2. The motion is premised on the grounds set out therein and is supported by a Statutory Statement and Verifying Affidavit both filed on 5/11/2019.

3. The ex-parte Applicant states that it is a holder of a valid special mining licence and in exercise of its statutory and contractual rights under the said licence, it mines, processes mineral products in Kwale County and sells the processed mineral product to its overseas customers. It has also constructed a private facility at Likoni in Mombasa County where its finished products are offloaded and stored before they are shipped and guaranteed in bulk to their respective destination.

4. The ex-parte Applicant alleges that on the 26/10/2019, its trucks were stopped at the 1st Respondent’s checkpoint situated at Shika Adabu, which is a boundary between Mombasa County and Kwale County by the 1st Respondent who demanded a sum of Kshs. 6,800. 00 for each truck before they could use the said road to enter Mombasa County.

5. It is the ex-parte Applicant ’s case that it has a constitutional right to freedom of movement along national and public roads or urban roads as guaranteed under Article 39(1) of the Constitution and that according to the Kenya Roads Act 2007, the construction, management, maintenance, of National Roads, Urban Roads and Rural roads  is a preserve of the Kenya National Highways Authority; Kenya Urban Roads Authority and Kenya Rural roads Authority and as regards prohibition of use of the said roads, Section 22(2) (e) of the said Act confers the aforementioned authorities the requisite jurisdiction. Consequently, the 1st Respondent has no powers at all under the above Statutes to exercise any control over the ex-parte Applicant in connection with the use of public roads or regulate the ex-parte Applicant ’s use of the said public roads.

6. It is also the ex-parte Applicant ’s case that the 1st Respondent’s actions are illegal, null and void, as the 1st Respondent lacks jurisdiction under the law to interfere with the Applicant ’s use of the above public roads.

7. The ex-parte Applicant states that it has initially successfully challenged the “offloading charges” by the 1st Respondent vide Mombasa Misc.

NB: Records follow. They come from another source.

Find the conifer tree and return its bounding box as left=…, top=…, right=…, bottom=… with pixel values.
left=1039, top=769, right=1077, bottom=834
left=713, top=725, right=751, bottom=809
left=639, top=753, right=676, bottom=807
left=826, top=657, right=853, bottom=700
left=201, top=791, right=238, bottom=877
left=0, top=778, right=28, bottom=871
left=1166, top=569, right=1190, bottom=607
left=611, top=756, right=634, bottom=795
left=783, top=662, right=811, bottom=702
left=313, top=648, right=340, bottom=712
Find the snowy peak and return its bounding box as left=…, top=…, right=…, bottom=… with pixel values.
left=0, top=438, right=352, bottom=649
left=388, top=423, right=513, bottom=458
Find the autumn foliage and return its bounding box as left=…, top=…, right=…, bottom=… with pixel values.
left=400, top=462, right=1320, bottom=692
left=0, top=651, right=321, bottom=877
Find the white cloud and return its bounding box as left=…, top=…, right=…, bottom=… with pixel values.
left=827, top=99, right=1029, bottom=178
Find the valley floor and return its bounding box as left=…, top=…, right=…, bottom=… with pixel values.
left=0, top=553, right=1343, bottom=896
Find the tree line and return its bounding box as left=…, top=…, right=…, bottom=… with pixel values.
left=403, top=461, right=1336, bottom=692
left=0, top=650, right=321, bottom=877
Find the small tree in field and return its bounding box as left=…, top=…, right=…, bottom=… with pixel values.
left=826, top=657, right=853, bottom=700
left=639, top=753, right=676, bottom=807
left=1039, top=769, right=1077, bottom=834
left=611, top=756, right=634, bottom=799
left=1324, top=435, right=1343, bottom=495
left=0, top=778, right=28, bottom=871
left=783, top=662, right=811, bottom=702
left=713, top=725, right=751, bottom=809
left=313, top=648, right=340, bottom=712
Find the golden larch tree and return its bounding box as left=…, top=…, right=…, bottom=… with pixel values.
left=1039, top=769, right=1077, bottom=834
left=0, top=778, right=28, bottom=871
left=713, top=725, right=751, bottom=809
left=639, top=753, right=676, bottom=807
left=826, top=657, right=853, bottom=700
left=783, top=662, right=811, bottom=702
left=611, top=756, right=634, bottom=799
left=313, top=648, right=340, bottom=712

High Court Case No. 268 of 2015 Base Titanium Limited v County Government of Mombasa & Another.However, to date, the 1st Respondent has refused to comply with the orders issued in the aforesaid suit and instead, the 1st Respondent has purportedly passed a legislation authorizing itself to charge the same offloading charges on the Applicant ’s property or goods and is currently demanding that the ex-parte Applicant  pays for use of public roads within Mombasa County in order for the ex-parte Applicant  to access its private loading facility in Mombasa County.

The Response

8. The motion is opposed by the Respondent vide Grounds of Opposition dated 17/5/2020 and the affidavit of Maryam Mbaruk sworn on 15/6/2020.  The Respondent’s case is that this Court lacks jurisdiction to entertain the instant Application as it is inconsistent with Order 53 Rule 2 of the Civil Procedure Rules as the same is time barred, and that the instant Application is inconsistent with Order 4 Rule 1 (4) of the Civil Procedure Rules 2010 as the deponent of the Verifying Affidavit has no authority from the ex-parte Applicant .

9. It is also the 1st Respondent’s case that it is empowered under Article 209 of the Constitution to raise revenue, and the collection of revenue is guided by the Mombasa County Revenue Administration Act,2013 and the said Act under Section 3 establishes the office of the County Revenue Collector and under Section 4 of the Act, the functions and powers of the County Revenue Collector are outlined. The ex-parte Applicant has not stated where the decision by the 1st Respondent to charge “offloading fees” emanates from and has tendered no evidence to prove the violation of its right to freedom of movement.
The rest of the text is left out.